Relocating the novel’s original Sardinian setting to the south of France, FROM THE LAND OF THE MOON unfolds almost entirely in flashback. Gabrielle (Cotillard) and her husband Jose (Alex Brendemuhl) arrive in Lyon where their teenage son is to compete in a piano competition. When they stop at a particular street, Gabrielle is flushed with memories of a time years ago, and impulsively leaves them to seek news of a long ago lover who once lived at this address. This fuels flashbacks to Gabrielle as a young woman, wading into a river to cool her burning sexual desire. Nonetheless, the young, free-spirited Gabrielle accepts her family’s proposal of a loveless marriage to farm worker Jose, rather than be lorded with the threat of incarceration at a mental hospital.
Later, she is struck by illness and is sent to convalesce in a Swiss sanatorium where she meets Andre (Louis Garrel), a dashing lieutenant, healing his war wounds from Indochina. They immediately strike a passionate connection and fall in love. However, with his high moral standards and her married status, their union seems impossible, which further thwarts Gabrielle’s hungry heart.

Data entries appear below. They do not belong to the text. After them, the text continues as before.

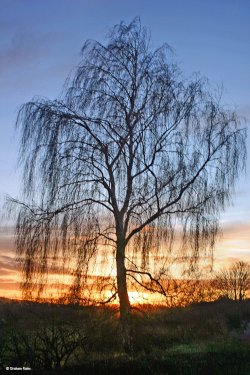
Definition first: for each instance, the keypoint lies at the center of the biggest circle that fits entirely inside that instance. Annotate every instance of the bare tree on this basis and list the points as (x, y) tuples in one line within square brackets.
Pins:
[(234, 282), (130, 154)]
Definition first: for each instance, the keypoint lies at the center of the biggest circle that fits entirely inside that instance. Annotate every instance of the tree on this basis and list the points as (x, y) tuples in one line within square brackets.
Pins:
[(234, 282), (130, 154)]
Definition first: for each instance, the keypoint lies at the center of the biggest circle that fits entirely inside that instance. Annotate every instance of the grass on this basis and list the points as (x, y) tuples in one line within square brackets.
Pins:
[(202, 339)]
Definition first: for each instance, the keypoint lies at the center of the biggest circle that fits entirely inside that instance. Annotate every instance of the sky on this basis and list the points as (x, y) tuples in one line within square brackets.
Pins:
[(40, 43)]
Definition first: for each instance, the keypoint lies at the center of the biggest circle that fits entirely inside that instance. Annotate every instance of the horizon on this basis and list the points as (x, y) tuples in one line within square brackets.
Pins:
[(40, 47)]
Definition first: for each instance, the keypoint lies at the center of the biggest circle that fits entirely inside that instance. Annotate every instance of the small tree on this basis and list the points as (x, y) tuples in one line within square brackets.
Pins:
[(234, 282), (131, 154)]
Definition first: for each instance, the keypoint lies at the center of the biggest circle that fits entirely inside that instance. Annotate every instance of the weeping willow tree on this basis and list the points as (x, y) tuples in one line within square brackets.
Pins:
[(129, 155)]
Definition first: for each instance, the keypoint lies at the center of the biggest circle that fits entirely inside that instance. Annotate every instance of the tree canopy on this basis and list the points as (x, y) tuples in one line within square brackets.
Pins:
[(131, 155)]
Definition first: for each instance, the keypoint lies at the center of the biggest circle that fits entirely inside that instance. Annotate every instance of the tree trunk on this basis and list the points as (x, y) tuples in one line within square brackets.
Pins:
[(125, 308)]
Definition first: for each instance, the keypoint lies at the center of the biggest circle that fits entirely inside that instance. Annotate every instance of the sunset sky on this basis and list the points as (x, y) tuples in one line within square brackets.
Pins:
[(40, 44)]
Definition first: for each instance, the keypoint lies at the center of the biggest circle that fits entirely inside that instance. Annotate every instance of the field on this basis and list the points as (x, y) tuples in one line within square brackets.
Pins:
[(207, 339)]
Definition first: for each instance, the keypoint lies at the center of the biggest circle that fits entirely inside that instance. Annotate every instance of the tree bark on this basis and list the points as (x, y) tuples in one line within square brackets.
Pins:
[(125, 308)]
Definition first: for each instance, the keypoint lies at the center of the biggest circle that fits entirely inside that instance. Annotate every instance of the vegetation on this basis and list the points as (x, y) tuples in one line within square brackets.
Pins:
[(234, 282), (128, 157), (54, 339)]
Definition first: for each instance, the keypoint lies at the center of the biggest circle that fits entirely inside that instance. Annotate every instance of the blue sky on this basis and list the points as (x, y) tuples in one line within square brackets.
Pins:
[(40, 43)]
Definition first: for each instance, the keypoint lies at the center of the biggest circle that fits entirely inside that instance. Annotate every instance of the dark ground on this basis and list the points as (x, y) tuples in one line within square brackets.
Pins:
[(205, 339)]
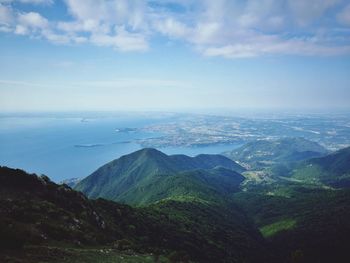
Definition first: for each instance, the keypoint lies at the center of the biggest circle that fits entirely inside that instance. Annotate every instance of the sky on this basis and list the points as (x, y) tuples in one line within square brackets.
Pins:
[(77, 55)]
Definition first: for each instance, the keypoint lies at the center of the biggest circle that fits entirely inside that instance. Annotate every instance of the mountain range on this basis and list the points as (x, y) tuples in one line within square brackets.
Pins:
[(149, 175), (264, 153), (151, 207)]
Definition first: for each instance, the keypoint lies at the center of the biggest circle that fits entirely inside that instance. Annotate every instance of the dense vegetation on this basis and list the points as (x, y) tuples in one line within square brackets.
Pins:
[(264, 153), (332, 170), (132, 178), (36, 213), (183, 209)]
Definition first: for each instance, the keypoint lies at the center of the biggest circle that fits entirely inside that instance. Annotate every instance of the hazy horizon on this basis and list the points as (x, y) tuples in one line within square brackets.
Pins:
[(174, 55)]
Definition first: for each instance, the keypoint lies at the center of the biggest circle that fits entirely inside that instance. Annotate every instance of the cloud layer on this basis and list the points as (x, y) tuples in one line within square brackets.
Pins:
[(224, 28)]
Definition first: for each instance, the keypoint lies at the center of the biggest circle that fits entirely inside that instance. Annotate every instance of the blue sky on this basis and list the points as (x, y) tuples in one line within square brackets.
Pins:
[(174, 54)]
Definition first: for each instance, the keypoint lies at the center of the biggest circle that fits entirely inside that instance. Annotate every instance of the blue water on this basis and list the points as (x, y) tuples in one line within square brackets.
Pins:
[(48, 145)]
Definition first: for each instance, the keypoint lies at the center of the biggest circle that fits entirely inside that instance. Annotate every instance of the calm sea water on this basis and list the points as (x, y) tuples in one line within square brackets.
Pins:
[(67, 147)]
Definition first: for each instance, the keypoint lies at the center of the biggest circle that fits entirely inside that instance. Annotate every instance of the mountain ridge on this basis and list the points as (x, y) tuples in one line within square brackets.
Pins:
[(136, 170)]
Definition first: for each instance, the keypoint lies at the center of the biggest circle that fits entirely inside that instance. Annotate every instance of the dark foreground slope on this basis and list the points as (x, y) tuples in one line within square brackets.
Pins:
[(44, 222), (301, 223), (149, 175)]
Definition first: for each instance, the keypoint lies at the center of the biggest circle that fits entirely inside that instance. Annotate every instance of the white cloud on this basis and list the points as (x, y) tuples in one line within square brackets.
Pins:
[(306, 11), (37, 2), (344, 16), (227, 28), (6, 16), (33, 20), (122, 40)]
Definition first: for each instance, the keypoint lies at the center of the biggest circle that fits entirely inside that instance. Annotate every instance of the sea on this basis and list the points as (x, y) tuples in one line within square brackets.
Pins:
[(64, 146)]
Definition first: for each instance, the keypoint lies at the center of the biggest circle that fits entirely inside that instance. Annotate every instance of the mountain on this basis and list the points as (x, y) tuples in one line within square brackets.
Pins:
[(302, 223), (262, 153), (332, 169), (149, 175), (71, 182), (41, 221)]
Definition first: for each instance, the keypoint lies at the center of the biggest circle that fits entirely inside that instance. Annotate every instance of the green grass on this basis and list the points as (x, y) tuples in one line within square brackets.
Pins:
[(274, 228)]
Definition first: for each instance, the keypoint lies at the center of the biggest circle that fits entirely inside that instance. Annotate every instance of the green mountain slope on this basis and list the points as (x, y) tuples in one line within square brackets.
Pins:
[(149, 175), (44, 222), (301, 223), (262, 153), (333, 169)]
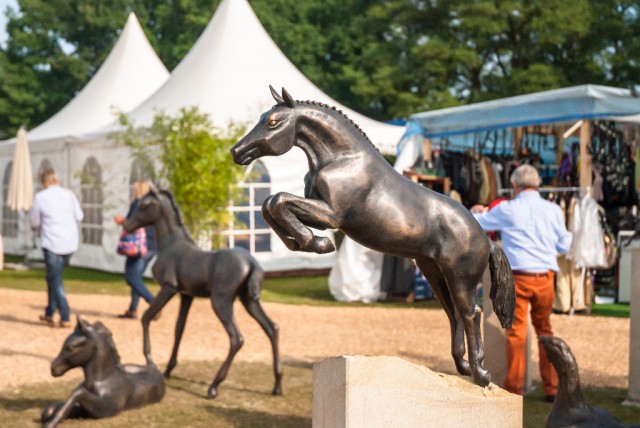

Director Garcia tackles a romantic, sweeping story that could have fallen into trite tropes often seen in Nicholas Sparks movies. Instead, she makes wise choices with understated performances, developing the characters as believable rather than Harlequin. The film is also filled with stunning scenery, from the sparkling azure seas to the sprawling fields of lavender and the clouds that circle the Alpine peaks. It’s a perfectly captured environment in which to express the melodrama of star-crossed lovers.
FROM THE LAND OF THE MOON had its world premiere at the Cannes Film Festival.